Mieko picked up the chopsticks at the empty spot beside her and thrust them into the bowl of rice, sticking straight up.

It was as if the whole building held its breath.

“Seven days ago,” said Lady Chiyome, her voice just above a growl, “we lost one of our number. One of the first of our number. She fought bravely, and she fought well; it was all that she would have wished.”

Some of the women grunted. A number looked as if they might be holding back tears. A few—Mieko among them—failed. The soldiers still looked uncomfortable, but they shared the solemn silence.

“Remember her,” said Chiyome-sama, and I was shocked to hear her voice catch. “Remember her, and strive to honor the red and white robes that she wore so well.”

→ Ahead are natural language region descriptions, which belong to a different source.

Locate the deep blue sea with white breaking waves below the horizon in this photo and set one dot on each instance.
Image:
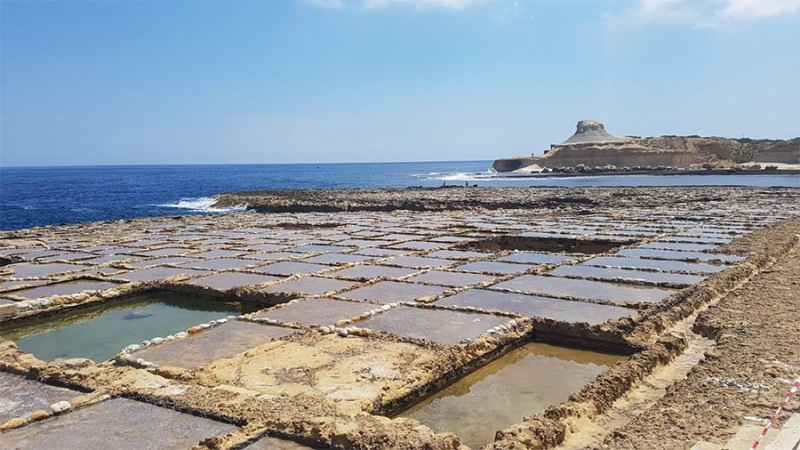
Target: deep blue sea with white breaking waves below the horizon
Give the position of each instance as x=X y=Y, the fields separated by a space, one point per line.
x=40 y=196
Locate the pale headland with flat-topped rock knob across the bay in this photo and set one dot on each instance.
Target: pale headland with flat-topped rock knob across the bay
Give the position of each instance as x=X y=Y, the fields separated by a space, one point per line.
x=591 y=146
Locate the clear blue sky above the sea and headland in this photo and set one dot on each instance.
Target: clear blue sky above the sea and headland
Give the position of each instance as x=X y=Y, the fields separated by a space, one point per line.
x=317 y=81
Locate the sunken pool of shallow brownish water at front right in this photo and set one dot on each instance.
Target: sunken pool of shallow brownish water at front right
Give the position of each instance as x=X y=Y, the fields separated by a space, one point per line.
x=524 y=382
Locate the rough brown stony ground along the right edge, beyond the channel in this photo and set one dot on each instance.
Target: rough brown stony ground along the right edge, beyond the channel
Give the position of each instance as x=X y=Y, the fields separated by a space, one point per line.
x=757 y=357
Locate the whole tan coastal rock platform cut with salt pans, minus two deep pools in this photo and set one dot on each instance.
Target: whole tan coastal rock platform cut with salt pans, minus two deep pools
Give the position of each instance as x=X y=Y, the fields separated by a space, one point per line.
x=365 y=302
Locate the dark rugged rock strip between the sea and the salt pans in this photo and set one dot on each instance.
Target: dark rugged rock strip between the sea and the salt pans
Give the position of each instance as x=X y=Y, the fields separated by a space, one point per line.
x=460 y=198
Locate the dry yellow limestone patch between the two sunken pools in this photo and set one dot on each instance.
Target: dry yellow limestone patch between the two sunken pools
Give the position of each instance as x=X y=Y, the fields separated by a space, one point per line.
x=355 y=372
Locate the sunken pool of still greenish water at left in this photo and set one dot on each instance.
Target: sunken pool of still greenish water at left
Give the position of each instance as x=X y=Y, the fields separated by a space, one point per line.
x=100 y=332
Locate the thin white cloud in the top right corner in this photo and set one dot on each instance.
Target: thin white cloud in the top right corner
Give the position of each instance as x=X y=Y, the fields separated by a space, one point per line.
x=701 y=13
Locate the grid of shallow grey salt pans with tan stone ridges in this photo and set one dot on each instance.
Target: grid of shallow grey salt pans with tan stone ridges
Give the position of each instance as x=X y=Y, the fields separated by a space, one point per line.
x=387 y=307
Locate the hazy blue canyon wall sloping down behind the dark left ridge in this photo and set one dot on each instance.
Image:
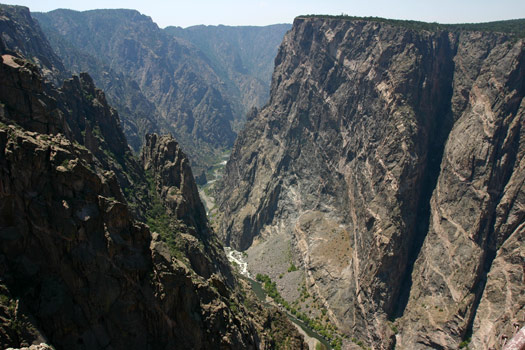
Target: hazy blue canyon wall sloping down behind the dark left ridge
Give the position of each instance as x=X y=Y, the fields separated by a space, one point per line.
x=171 y=74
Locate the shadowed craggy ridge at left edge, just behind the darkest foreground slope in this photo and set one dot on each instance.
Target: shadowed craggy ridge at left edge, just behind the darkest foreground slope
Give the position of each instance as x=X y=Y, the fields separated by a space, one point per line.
x=39 y=107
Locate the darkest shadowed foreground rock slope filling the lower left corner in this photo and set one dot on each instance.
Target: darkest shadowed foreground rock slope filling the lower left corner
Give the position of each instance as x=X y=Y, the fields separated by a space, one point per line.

The banquet ended then, as all of the Full Moon’s guests and inhabitants left the hall, grave and quiet.





14 —Squirrel on the Roof


I was certain that Kee Sun wouldn’t let us eat until after all of the cleaning was done. But as we brought the last of the dishes in from the hall, we found the cook smiling and gesturing to the small feast that he had laid out for us on the low cutting table: grilled beef, kimchee, soy beans, rice—even sake—was set out just as it had been for the banquet.

“Magnificent!” crowed Kee Sun. “Perfect! Not a drop spilled, and everything served hot! The three of you girlies made the last two look like the clowns that they are.”

We sat, and that was almost as glorious as the tempting smells wafting up from the table. We picked up our chopsticks and started serving ourselves. Emi picked up a handful of edamame and began shelling the soy beans directly into her mouth. I had the beef right in front of me, and so I slid the succulent-looking meat into my bowl along with a serving of rice.

Toumi, who had been denied the kimchee earlier in the evening, grabbed a huge clump of the pickled cabbage with her chopsticks and plopped it into her bowl.

As I began to lift my first bite of beef to my mouth, I saw Kee Sun start to say something, then turn away with a smirk on his face.

The beef was unlike anything I’d ever tasted—tender, juicy, sweet and peppery. It was the best food I’d ever had. Just as I was swallowing that first bite and reaching for the next, Toumi sputtered loudly, kimchee flying out of her mouth. She let out a howl, and grabbed for the sake.

Before she could drink it, however, Kee Sun handed her a huge cup of water, which she drained in heavy, rapid gulps. “What are you trying to do, kill us?” she gasped.

Kee Sun smirked. “Well, you wanted it so much before dinner, I thought yeh knew it was spicy.”

“Spicy!” yelled Toumi. “That’s pickled fire!”

The scar on Kee Sun’s face stretched and twisted as he rocked his head back and laughed. “Better get used to it, Falcon-girlie,” he said, shoveling rice into Toumi’s bowl. “’Cause the Old Lady loves my food, and the people here seem to also. Yeh Japanese and yehr food—yeh like everything sweet or as tasteless as the washing water.” Toumi was still panting, as if trying to blow out a flame inside her mouth. “Balance! Everything in balance, yeh hear? Eat the rice, Falcon-girl—it will take away the fire,” Kee Sun said.